4. Compare information between Hspg2-related genes.

Function: Mouse, human, C. elegans, and Drosophila genes have conserved roles in cell adhesion, and signal transduction of growth factor signaling pathways.

Additional functions are reported in different model systems. Phenotypes in human SJS1 and DDSH patients, and disease mouse models, implicate roles for HSPG2 in neuromuscular function and cartilage formation. Drosohphila trol plays a role in neuroblast division. C. elegans unc-52 likely regulates muscle function.

Properties unique to different organisms may be attributed to unique protein domains. For example, human and mouse have a SEA domain that is not conserved in the Drosophila and C. elegans genes, and Drosophila trol bears a C-5 specific cytosine DNA methylases active site. Alternatively, perhaps appropriate experiments have not yet been done to identify those specific properties in other model systems.

Expression: While mouse Hspg2 expression is nearly ubiquitous, expression of Drosophila and C. elegans genes is predominantly in muscle. Within the cell, these genes localize to the basement membrane. Expression of ESTs corresponding to zebrafish predicted protein LOC565429 are localized to heart and genitourinary tissues.

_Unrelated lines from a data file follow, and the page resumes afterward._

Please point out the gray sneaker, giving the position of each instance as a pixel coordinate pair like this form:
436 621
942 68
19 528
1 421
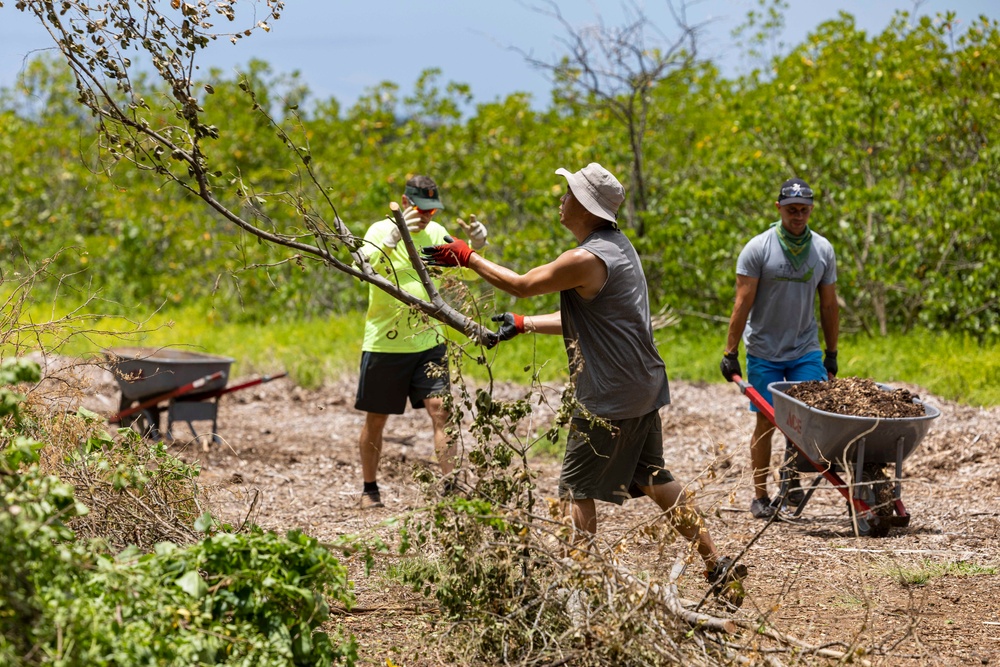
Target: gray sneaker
761 508
726 580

Protein domains: See I-F-1.

Synteny: Human, and mouse Hspg2, and mouse predicted protein LOC100047061 have conserved synteny. Therefore LOC100047061 must be Hspg2. Zebrafish predicted protein LOC565429 does not have conserved synteny. Because of the signifciant evolutionary distance, synteny between zebrafish and mouse/human orthologs are not necessarily conserved.


Human/mouse Hspg2, Drosophila trol, and C. elegans unc-52 are likely functional orthologs in muscle. Whether zebrafish LOC565429 is also a functional ortholog awaits cloning of the entire gene, and further experiments. Reagents readily available in mouse, Drosophila, and C. elegans are available for further study.

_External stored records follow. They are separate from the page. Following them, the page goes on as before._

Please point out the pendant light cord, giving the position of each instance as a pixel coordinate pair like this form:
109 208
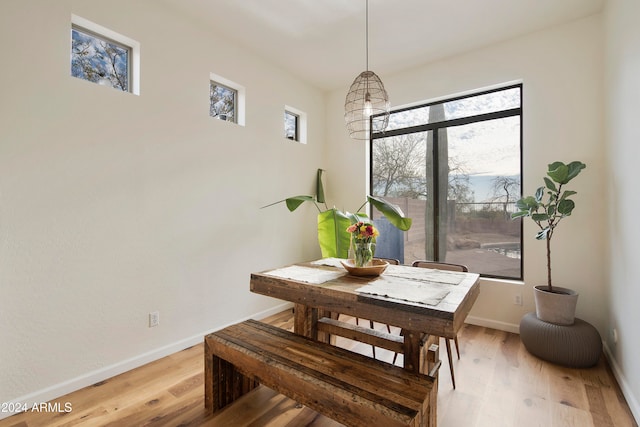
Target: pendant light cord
367 33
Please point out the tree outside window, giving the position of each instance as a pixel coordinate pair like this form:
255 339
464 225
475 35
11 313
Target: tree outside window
454 166
223 102
99 60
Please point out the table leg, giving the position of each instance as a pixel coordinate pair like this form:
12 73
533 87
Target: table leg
417 357
305 321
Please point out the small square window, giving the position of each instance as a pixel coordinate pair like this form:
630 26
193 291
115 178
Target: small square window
99 59
223 102
102 56
291 126
295 124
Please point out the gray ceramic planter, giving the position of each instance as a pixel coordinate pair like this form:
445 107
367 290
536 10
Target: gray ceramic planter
558 307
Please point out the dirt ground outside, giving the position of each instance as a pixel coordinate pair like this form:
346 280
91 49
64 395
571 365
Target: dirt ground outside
478 259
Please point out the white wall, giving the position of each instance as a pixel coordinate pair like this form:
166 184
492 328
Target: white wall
622 196
561 69
114 205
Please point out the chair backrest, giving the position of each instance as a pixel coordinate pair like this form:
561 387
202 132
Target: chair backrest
440 265
390 260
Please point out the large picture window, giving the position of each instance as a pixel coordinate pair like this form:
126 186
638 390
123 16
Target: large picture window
454 166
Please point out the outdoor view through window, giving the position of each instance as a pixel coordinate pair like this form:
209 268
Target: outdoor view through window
454 167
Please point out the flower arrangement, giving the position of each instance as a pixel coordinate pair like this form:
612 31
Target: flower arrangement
362 234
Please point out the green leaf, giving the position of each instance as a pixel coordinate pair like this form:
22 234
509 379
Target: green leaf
574 169
567 194
392 212
332 233
542 234
550 185
519 214
539 217
558 171
319 187
293 202
527 203
566 206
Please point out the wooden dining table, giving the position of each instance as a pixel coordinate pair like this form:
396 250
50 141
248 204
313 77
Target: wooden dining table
424 303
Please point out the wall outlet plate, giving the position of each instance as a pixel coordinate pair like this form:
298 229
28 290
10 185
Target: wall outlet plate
154 319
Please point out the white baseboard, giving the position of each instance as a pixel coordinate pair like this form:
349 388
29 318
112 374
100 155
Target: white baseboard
493 324
632 400
107 372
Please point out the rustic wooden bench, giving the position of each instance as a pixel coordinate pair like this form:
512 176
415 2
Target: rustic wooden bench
350 388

Bioinformatics searches outlined in section II can be performed to determine the evolutionary relationship between the genes.


A Drosophila enhancer trap screen has identified a line with an intriguing expression pattern in muscle cells and somatic muscle primordia. The insertion is in a gene with accession number CG10641. The gene is relatively uncharacterized. Presented here are ways to exploit bioinformatics for more information (Fig. 1).

A. What Is Known About Drosophila CG10641?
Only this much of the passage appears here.